Час спустя Юхан нёс в корзине фруктовые сладости, три бутылки кларета и лакированную деревянную куклу в парчовом платье, которую выпрашивала Линда в день ярмарки. В кармане Эрика лежала коробочка с серебряными серьгами, искусно украшенными жемчужинами неправильной формы. Эрик никогда бы не купил такие уродливые жемчужины, ему нравились круглые, гладкие, но маэстро настоял. Устав от покупок, они зашли в таверну выпить по кружке пива. Солнце припекало, и свежее холодное пиво лилось в глотки, как ключевая вода. Малорослый маэстро Мазини приосанивался, когда горожане низко кланялись барону, и превосходно себя чувствовал в компании вельможи.

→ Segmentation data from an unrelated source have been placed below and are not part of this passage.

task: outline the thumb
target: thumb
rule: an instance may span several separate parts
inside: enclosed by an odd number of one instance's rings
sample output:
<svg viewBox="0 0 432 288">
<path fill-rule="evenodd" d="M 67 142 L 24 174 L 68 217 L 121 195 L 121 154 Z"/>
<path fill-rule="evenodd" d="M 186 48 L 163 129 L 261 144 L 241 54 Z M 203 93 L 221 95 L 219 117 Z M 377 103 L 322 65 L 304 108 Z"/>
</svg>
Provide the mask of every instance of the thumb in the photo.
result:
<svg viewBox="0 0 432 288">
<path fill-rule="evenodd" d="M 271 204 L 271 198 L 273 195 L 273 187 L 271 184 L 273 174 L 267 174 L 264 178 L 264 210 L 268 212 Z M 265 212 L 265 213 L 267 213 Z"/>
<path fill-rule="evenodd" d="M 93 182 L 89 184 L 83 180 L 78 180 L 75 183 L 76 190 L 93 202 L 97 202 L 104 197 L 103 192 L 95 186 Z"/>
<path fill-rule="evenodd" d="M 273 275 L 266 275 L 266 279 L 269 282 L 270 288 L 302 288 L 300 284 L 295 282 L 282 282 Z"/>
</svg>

— Синьор Мазини, чем вы занимаетесь там, наверху? Вы редко спускаетесь вниз к тётушке.

— Мы репетируем новую программу, ваша милость. Маттео нужно много заниматься — по шесть часов каждый день.

— Когда же состоится концерт?

— Граф назначил премьеру на середину мая. Мы дадим двадцать концертов — по два или три в неделю. Каждый концерт включает арии из самых знаменитых опер, а также мои сочинения. И песни Маттео.

— Он ещё и музыку сочиняет?

— Нет, ваша милость. Слова.

— Талантливый у вас ученик.

— Нет, — улыбнулся Мазини, и лицо его преобразилось. Сверкнули белые зубы, вокруг глаз собрались весёлые морщинки, и даже крючковатый нос потерял хищный вид. — Он не талантливый, он — гениальный! Вы бы слышали, как он поёт! Вы ведь придёте на премьеру? Граф Стромберг сказал, что разослал сотню приглашений.

— Я не получил приглашение.

— О как жаль!

— Но я приду, — уверил барон. — Расскажите мне о синьоре Форти. Как он стал певцом?

Вернее, как он стал кастратом? Но Эрик не стал уточнять.

— Как все. Я ездил по Италии в поисках новых голосов, и мне сказали, что в приюте в Трани появился подходящий мальчик. Я поехал в этот городок. Он чем-то похож на Калин — рыбаки, торговцы, ремесленники, только в Трани тёплое море и греет солнце. — Мазини допил пиво, и барон махнул слуге, чтобы принесли ещё. — Меня не обманули, мальчик действительно обладал чудесным голосом и слухом. Сирота. Родители скончались от чумы, сёстры и братья тоже. Да вся деревня вымерла. Он один выжил, как будто у бога были на него особые планы.

— И что дальше?

— А дальше я увёз его в Неаполь и отдал в музыкальную школу.

— Его кастрировали вы? — прямо спросил барон.

— О, это личное… Спросите у него сами. Если он захочет, то расскажет свою историю, а я предпочитаю молчать. Простите, ваша милость, — ушёл от ответа Мазини.

В воображении Эрика маэстро с длинным ножом гнался за ребёнком и зловеще хохотал. Каким бы добродушным он ни выглядел со своими морщинками и кружкой пива в руке, барон был уверен, что именно Мазини принял решение о кастрации. Из-за этого Эрик чувствовал необъяснимую злость. Взять и превратить весёлого мальчугана в бесстрастного ангела — ну куда это годится?